People with diabetes and severe obesity who had bariatric surgery were 40 percent less likely to have a heart attack or stroke within 5 years than those who had usual medical care for their diabetes, according to a new study published today in JAMA.
During the same period, those who had surgery were also more than one-third less likely to develop heart disease—and two-thirds less likely to die from any cause. This research was done at four systems in the Health Care Systems Research Network: Kaiser Permanente in Washington, Northern California and Southern California, and HealthPartners Institute in Minnesota.
The findings matter because about 30 million—more than 9 percent of adult Americans—have type 2 diabetes, according to the American Diabetes Association. With time, the disease tends to worsen, raising the risks of diseases of the large blood vessels (heart attack, stroke and heart disease) and of death. Around 1 in 3 people with type 2 diabetes have a body mass index (BMI) of at least 35 kg/m2, and according to National Institutes of Health guidelines, the disease plus that degree of obesity makes them eligible for bariatric surgery.

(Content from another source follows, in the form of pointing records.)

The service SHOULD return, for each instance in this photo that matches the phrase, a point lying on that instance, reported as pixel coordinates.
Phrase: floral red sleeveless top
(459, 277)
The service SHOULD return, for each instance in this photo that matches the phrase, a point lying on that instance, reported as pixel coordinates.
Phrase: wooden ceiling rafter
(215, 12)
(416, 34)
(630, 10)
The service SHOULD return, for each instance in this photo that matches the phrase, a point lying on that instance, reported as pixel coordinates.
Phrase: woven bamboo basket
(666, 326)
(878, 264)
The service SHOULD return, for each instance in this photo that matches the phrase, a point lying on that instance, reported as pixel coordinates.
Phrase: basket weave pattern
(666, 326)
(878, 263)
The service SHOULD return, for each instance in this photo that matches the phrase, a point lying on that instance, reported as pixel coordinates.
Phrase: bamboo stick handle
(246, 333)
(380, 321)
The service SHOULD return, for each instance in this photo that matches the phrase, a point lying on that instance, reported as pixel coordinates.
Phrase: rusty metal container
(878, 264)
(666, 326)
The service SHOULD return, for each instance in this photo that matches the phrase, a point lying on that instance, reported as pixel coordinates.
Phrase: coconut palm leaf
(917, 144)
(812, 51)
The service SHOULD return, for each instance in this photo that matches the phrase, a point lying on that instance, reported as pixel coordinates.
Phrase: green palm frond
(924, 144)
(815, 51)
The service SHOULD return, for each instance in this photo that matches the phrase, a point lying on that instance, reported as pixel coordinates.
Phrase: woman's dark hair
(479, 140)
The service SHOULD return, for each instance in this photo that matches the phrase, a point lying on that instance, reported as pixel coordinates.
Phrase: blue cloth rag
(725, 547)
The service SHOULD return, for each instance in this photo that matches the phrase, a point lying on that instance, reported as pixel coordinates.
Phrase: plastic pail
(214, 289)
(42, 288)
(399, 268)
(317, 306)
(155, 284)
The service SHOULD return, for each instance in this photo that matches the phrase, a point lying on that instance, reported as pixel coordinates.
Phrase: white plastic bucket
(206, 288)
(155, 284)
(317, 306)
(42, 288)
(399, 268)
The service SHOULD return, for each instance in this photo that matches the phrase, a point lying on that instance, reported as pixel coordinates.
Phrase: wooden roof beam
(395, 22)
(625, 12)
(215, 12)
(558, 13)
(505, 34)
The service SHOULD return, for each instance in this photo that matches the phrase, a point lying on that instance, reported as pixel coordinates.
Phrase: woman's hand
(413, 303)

Bariatric surgery includes different operations that help people lose weight by making changes to their digestive system.
“For most people with diabetes and severe obesity, lifestyle changes and medication may not be successful at significantly lowering those risks,” said internist and corresponding author David Arterburn, MD, MPH, a senior investigator at Kaiser Permanente Washington Health Research Institute. “So we’re excited about our results, which suggest that bariatric surgery may reduce new cases of heart attack and stroke—and risk of death from all causes.”
Members of the same research team had shown that diabetes goes into long-term remission (for an average of 7 years) for about half of people who undergo gastric bypass, one of the most common bariatric procedures. Last month in the Annals of Internal Medicine, these researchers also reported that people with diabetes who undergo bariatric surgery have half the risk of small-blood-vessel diseases of the feet, hands, kidneys and eyes within the first 5 years after surgery, compared to usual medical care for diabetes.
The new study included 5,054 Kaiser Permanente and 247 HealthPartners patients with diabetes and severe obesity (a body mass index, or BMI, of at least 35 kg/m2) who received bariatric surgery. It also included a matched control group of nearly 15,000 patients who had similar characteristics but received usual medical care for their weight and diabetes instead of bariatric surgery.
“Our study’s large size gives it the statistical power to examine important health outcomes,” said senior author Stephen Sidney, MD, director of research clinics at the Kaiser Permanente Division of Research in Northern California. “Another strength is the long follow-up and comprehensive information from our health care systems, which provide integrated care and coverage.”
But the study is observational, not a randomized clinical trial, so it cannot definitively prove that bariatric surgery caused the decrease in the rates of heart attack, stroke, heart disease and death.
“Ideally, randomized clinical trials would confirm—or refute—our findings,” said bariatric surgeon and first author David P. Fisher, MD, who was the inter-regional chair of Kaiser Permanente Bariatric Surgery before his recent retirement. “But such trials are expensive and difficult to conduct, and they probably couldn’t be done with enough patients to assess these relatively rare outcomes.”